Он встал и головой чуть не коснулся потолка.
- Ну, - сказал Зиг, изучив его как следует через пенсне, - ты действительно красивый мужчина. Это я всегда знал, но с твоей стороны как-то неделикатно подчеркивать свои преимущества в моем присутствии.
- А ты видел мои плечи? - продолжал атлет, с удовольствием рассматривая себя в зеркало, висевшее за Зигом. - После завтрака, - добавил Пауль, присаживаясь, - я могу прихлопнуть тебя, и ты не успеешь и пикнуть. Я брошу тебя под стол и спокойно вернусь к своим делам.
- Конечно, - признал Зиг, - все это очень легко сделать, но…
- Но что?
- Во-первых, ты даже не сможешь дотронуться до меня.
- Какие глупости!
- Вовсе нет! - И Зиг, вынув из кармана револьвер, спросил:
- Узнаешь?
- Да ведь это мой револьвер!
- Совершенно верно. Ты забыл про него в порыве отчаяния, и поэтому я прихватил его с собой. Если бы в твое отсутствие у тебя произвели обыск, то оружие скомпрометировало бы тебя, вот я и захотел избавить тебя от этой неприятности… Но что бы нам попросить на десерт? - любезно продолжал он. - Может, кусок рокфора и мокко с коньяком? Ты ничего не имеешь против?
- Ничего, - проворчал атлет.
- Кроме того, я обещал организовать тебе свидание с Линой. Ты же не помешаешь мне исполнить обещание?
- Ну, свобода мне дороже женщины! - хвастливо заметил Пауль.
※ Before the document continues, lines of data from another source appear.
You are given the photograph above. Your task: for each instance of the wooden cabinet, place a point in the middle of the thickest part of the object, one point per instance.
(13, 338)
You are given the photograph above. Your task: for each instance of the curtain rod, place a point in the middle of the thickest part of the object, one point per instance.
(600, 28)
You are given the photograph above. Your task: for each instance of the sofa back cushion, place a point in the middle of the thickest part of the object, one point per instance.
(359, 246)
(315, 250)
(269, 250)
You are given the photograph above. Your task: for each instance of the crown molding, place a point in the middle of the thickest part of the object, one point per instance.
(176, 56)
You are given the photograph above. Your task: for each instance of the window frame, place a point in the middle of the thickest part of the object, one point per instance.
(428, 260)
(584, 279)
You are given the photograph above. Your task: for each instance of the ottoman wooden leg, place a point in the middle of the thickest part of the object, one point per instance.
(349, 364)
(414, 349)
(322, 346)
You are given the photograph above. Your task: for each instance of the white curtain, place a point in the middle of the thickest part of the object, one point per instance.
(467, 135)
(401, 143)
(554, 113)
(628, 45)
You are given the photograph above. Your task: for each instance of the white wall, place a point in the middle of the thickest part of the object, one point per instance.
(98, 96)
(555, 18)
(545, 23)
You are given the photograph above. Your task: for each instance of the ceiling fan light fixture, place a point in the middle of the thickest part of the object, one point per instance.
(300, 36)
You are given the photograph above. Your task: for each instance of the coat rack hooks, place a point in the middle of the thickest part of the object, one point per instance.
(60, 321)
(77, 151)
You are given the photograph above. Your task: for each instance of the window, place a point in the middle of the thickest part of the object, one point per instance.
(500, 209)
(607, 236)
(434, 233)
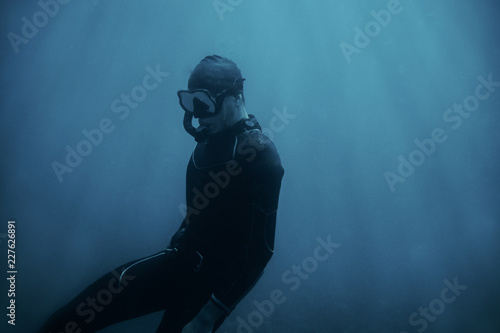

- Да, но Зоннен-Лина для тебя не обычная женщина, а божество.
- Я еще увижусь с ней.
- Да, лет через десять, через полгода, а может быть, и через две недели. Но ты хочешь увидеть ее сегодня, сейчас же, чтобы высказать ей все, что наболело…
- Конечно, - прорычал атлет, опорожняя очередной стакан. - А потом я задушу ее своими собственными руками.
- Этого я бы на твоем месте не делал, - проговорил Зиг, убирая водку со стола.
Сыщик хотел, чтобы Пауль был слегка навеселе, но вовсе не желал, чтобы тот напился.
- Почему я не должен этого делать?
- Потому что глупо убивать, если можно отомстить иным путем.
- Каким?
- Зоннен-Лина испугалась, что ее могут посадить в тюрьму, и выдала тебя со всеми потрохами. Теперь твоя очередь - сдай ты ее. Лина ведь не раз помогала тебе в проделках. Одно твое слово, и она попадет под суд.
Атлет подумал с минуту и ответил:
- Нет, я готов убить ее, но не хочу видеть, как она страдает.
"Пожалуй, - подумал про себя Зиг, - этот негодяй человечнее, чем я думал".
Затем он продолжал вслух:
- Видишь, значит, ты все еще ее любишь.
- Да, я люблю ее, люблю, - проворчал атлет, вставая.
- Но ты совсем не ревнив.
- Я не ревнив? Ну…
- Нет, сын мой, ты не ревнив. Если бы ты был ревнив, ты бы сделал все, чтобы держать ее в заключении, чтобы она больше не могла обманывать тебя.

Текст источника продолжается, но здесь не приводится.